Freitag, 25. Mai 2012

THE KIDS ARE ALRIGHT

Mein Leben ändert sich gerade, und zwar so, dass ich es deutlich und in Jetzt-Zeit bemerke. Sonst krieg ich Veränderungen, mein eigenes Leben betreffend, oft erst in der Rückschau mit.
Das Augenscheinlichste: ich bin Oma geworden, und der jüngste Sohn hat soeben Abi gemacht und steht kurz vor seinem Umzug nach Berlin.
 Der beste Ehemann von allen und ich werden in Kürze zum ersten Mal seit Beginn unserer Verbundenheit nur zu Zweien sein. Da der jüngste Sohn sich nicht ausschließlich mit Handarbeiten im Schein der Petroleumlampe in der Wohnstube beschäftigt (ich habe gerade Wuthering Heights gelesen, da wirkt etwas nach), konnten der Mann und ich das schon üben.
Soll ich mal ehrlich sein ?
Es fühlt sich wunderbar an.
Wenn er vor Monaten sagte: Ach, ich freu mich darauf !, dann sagte ich: Ich auch. Aber vorstellen konnte ich mir das nicht.
Mies ist an all dem nur, dass es mit dem Älterwerden zu tun hat. Ich schätze das Älterwerden nicht. Ich bin angenervt von meiner Falten werfenden, sinnlos herumhängenden Haut, von rheumatischen Schüben, grauen Haaren, zunehmender Alkoholablehnung (weil mir ein lustiger Abend inzwischen einen ungeheuren Energieverlust einbringt, der mitunter 2 Tage anhält), überhaupt schwindender Leistungsfähigkeit. Ich vermisse Jungsein.
Den Mann an meiner Seite halten solche Dinge nicht auf: er freut sich des Lebens und auf die Zukunft mit mir.
DAS IST WUNDERBAR !
Gestern hatte meine Mutter Geburtstag. Mit wenig Enthusiasmus planten meine Schwester und ich die Feierlichkeit: wir sagten der Familie Bescheid, dass wir uns um 6 im Cafe Mocca (das liegt günstig in unmittelbarer Nähe des Altenheims) treffen und dort in der Abendsonne zusammen essen. Niemand in unserer Familie schätzt Familienfeiern sonderlich, es gab immer viel zu viel Zwist und enorme Zumutungen, meine Mutter war sicher diejenige, die sich wohl immer dann am meisten spürte, wenn Unterstellungen, Beleidigungen, Verletzungen und Mißgunst nur so hin und her flogen.
Einzelnen Familienmitgliedern bin ich sehr zugetan, aber die monströse Ballung aller, die hat mich von je her abgeschreckt.
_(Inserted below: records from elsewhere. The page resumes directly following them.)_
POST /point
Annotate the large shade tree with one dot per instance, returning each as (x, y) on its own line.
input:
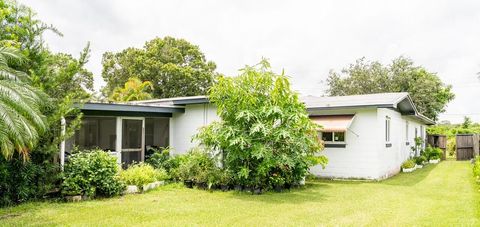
(133, 90)
(428, 92)
(175, 67)
(21, 121)
(265, 135)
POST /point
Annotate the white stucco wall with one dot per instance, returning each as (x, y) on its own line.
(359, 158)
(391, 158)
(183, 126)
(364, 157)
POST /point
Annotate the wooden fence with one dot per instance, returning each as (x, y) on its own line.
(468, 146)
(439, 141)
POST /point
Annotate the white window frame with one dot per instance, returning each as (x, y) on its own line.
(333, 137)
(387, 129)
(406, 131)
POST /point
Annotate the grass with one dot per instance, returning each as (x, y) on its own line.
(437, 195)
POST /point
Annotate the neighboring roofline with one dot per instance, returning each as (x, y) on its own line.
(117, 107)
(350, 107)
(200, 99)
(425, 119)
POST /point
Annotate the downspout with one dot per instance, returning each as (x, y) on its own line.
(62, 144)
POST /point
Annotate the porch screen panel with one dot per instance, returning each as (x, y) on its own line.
(156, 132)
(131, 141)
(96, 132)
(156, 135)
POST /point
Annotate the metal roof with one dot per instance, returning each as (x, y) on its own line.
(378, 100)
(400, 101)
(125, 109)
(200, 99)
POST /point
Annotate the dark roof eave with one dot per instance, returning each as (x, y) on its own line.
(202, 100)
(350, 107)
(114, 107)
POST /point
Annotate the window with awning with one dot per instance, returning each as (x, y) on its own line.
(333, 128)
(333, 123)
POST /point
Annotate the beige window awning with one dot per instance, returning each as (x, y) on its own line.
(334, 123)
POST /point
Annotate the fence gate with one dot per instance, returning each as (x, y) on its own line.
(439, 141)
(467, 146)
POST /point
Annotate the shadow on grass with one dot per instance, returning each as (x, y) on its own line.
(410, 179)
(311, 192)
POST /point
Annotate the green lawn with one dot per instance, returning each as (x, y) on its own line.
(438, 195)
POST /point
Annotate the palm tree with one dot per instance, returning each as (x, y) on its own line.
(21, 121)
(133, 90)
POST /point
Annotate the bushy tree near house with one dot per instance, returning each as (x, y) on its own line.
(428, 92)
(265, 135)
(173, 66)
(62, 77)
(21, 121)
(133, 90)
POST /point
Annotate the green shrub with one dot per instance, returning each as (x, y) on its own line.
(195, 166)
(92, 173)
(22, 181)
(159, 158)
(142, 174)
(420, 160)
(476, 168)
(264, 128)
(433, 153)
(408, 164)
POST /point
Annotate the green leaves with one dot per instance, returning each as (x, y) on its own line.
(264, 129)
(173, 66)
(92, 173)
(428, 92)
(21, 121)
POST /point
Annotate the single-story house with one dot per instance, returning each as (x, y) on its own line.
(365, 136)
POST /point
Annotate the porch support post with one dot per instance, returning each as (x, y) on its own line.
(62, 144)
(118, 141)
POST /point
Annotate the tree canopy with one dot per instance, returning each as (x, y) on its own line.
(21, 121)
(62, 77)
(265, 134)
(133, 90)
(428, 92)
(174, 67)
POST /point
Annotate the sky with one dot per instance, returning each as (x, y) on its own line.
(307, 39)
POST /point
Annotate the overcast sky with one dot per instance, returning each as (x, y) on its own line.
(305, 38)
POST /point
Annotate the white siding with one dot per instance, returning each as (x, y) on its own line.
(183, 126)
(365, 156)
(359, 158)
(391, 158)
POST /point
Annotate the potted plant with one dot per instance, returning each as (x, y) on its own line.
(224, 180)
(277, 182)
(201, 179)
(408, 166)
(184, 172)
(419, 161)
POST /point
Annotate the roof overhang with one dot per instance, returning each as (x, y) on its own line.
(333, 123)
(116, 109)
(181, 101)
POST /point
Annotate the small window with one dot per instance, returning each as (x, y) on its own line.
(387, 129)
(333, 136)
(327, 136)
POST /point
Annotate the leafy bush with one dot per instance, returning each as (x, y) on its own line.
(420, 160)
(408, 164)
(196, 165)
(142, 174)
(92, 173)
(264, 129)
(476, 168)
(433, 153)
(158, 158)
(22, 181)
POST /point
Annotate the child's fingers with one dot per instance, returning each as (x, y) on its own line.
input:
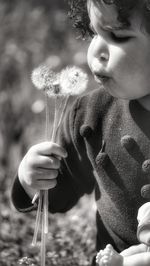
(45, 184)
(48, 148)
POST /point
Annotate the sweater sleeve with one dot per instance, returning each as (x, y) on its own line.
(75, 176)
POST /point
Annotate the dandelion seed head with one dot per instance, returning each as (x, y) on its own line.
(43, 78)
(73, 81)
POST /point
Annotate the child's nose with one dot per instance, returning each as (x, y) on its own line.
(102, 51)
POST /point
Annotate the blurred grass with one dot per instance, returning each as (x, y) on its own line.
(33, 32)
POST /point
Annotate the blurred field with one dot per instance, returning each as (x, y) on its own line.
(33, 32)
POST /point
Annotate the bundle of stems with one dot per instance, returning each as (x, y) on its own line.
(70, 81)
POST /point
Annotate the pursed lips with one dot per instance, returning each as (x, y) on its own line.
(101, 77)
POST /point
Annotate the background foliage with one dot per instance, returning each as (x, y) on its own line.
(33, 32)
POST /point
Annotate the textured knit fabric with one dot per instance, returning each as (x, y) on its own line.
(107, 140)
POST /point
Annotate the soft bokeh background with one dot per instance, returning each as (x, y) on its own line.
(33, 32)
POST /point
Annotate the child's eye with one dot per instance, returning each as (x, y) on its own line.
(119, 39)
(92, 32)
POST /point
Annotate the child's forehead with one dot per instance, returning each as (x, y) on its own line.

Ich gehörte nie zum inneren Kreis, selbst wenn ich mich dafür entleibt hätte. Ich hatte eine klar definierte Funktion, mehr nicht.
Um so gruseliger der  Gedanke an Familienfeiern wie die gestern.
Aber:
es war gar nicht schlimm.
Ich habe darüber nachgedacht, woran das gelegen haben könnte, denn selbstverständlich ist das nicht.
Es ist das passiert, was man Leben nennt.
Die Familie hat sich personell verändert. Auf den Plätzen der Verstorbenen und Verschwundenen saßen nun die, die der Liebe wegen in den Kreis geraten sind. Und aus diesen neuen Verbindungen sind neue kleine Menschen geworden, die den gestrigen Abend so heiter gemacht haben. Trudi (0), Finn (2) und Marie (3) ist es mühelos gelungen, den Stunden Unbeschwertheit und Frohsinn zu geben. Wie unschuldig und unwissend die Drei für Lacher sorgten, für anrührende Augenblicke und Spannung ! Die herzallerliebste winzige Trudi, der sanftmütige und gelassene Finn, die unerschrockene und quirlige Marie sind die neue Generation. Ich denke, wir Alten und Älterwerdenden können getrost zurücktreten und den Stab weiterreichen - sie machen es jetzt schon besser als ihre Eltern, Großeltern und die Urgroßmutter.
Einmal hat mein Mann, der am anderen Ende des Tisches saß, sich vorgebeugt und meinen Blick gesucht, mir zugelächelt und einen angedeuteten Kuss in meine Richtung geschickt. Da wusste ich: er empfindet das wie ich.
Das Glücksgefühl in mir und die Freude auf mein neues Leben mit ihm sind bis jetzt nicht gewichen. Ich krieg das blöde Grinsen kaum aus dem Gesicht.